It’s kind of funny when individuals get paranoid about hackers and fly off the handle. This post on the main page of a site I visited recently reminded me of it:
Recent attempts by hackers to break into my server have not gone unnoticed. I have blocked numerous IP address segments, mostly ones used by Asian-Pacific networks. However, I recently blocked an IP in use in the Tampa, FL area. When I do block an IP address, I usually block 255 addresses at a time. For example, if the hacker’s IP address is 18.104.22.168, I will block the range of 22.214.171.124 – 126.96.36.199. This reduces the time I must spend monitoring my network since the hacker can easily obtain another IP address in the same segment. The downside is that if you are not a hacker, but your neighbor is, your IP address might also be blocked because of your hacker neighbor. Users of blocked IP addresses will not be able to use the unique call lookup.

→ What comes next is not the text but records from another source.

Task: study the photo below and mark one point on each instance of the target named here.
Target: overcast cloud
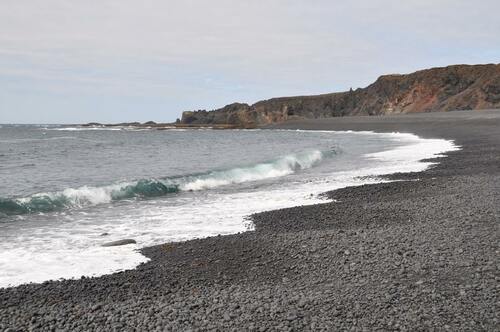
(65, 61)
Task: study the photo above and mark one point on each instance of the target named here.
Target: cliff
(457, 87)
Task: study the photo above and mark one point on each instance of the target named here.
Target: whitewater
(157, 187)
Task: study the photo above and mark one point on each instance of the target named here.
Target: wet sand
(416, 254)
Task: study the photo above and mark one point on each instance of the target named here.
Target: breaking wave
(144, 188)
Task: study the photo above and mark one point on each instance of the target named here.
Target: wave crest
(144, 188)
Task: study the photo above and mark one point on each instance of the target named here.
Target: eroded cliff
(457, 87)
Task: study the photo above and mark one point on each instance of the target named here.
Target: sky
(68, 61)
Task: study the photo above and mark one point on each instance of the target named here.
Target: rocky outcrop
(457, 87)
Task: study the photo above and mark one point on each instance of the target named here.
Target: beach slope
(420, 253)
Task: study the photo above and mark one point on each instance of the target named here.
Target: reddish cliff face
(456, 87)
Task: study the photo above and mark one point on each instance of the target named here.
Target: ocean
(65, 191)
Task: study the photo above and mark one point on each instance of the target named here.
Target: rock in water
(119, 243)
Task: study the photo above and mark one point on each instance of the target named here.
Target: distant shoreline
(415, 254)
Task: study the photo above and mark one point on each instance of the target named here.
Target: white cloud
(247, 49)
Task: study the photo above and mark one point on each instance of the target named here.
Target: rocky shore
(416, 254)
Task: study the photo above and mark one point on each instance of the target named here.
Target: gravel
(416, 254)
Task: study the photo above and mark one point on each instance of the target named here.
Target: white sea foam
(71, 247)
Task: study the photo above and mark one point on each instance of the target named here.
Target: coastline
(398, 255)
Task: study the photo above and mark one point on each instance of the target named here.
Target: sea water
(65, 191)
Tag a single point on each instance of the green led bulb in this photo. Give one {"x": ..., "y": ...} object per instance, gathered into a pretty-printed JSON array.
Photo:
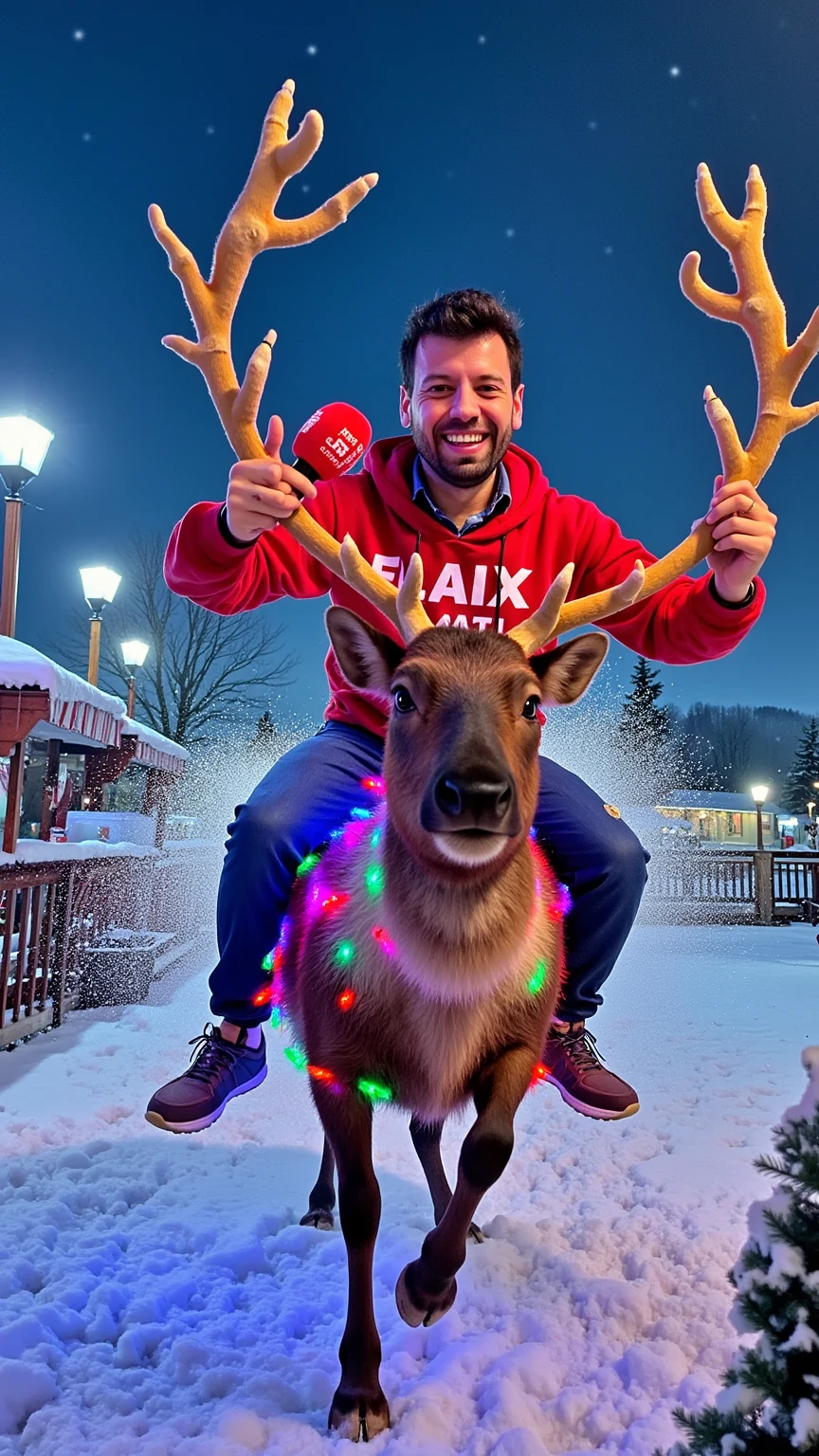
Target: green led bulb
[{"x": 535, "y": 982}]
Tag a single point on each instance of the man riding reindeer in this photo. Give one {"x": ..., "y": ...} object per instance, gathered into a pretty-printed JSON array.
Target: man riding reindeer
[{"x": 493, "y": 535}]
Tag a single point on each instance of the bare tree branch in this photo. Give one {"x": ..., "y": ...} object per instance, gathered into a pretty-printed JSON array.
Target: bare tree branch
[{"x": 200, "y": 665}]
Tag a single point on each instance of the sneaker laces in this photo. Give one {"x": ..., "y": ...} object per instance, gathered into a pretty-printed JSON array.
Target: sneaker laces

No hacker is reading that…and if they are, they’re laughing. Hacking, like most Internet crimes, is generally a crime of opportunity. In other words, although they are looking for something (usually control of your computer), hackers aren’t usually specifically interested in you. They want it to be easy. The best defenses against hacking for the individual are:
- keep your system updated
- don’t download little widgets (like the **** Weather Bug and the xyz toolbar)
- use some sort of passwords
That’ll make it hard enough to keep out of 99% hackers. If you have something they want worse than that, chances are you are already paying an expert to protect you.
It’s very likely that the paranoid guy quoted above was being pounded by computers that had already been compromised by hackers, and not directly by the hackers themselves. As they say, you’d think Windows Update was illegal in the Far East.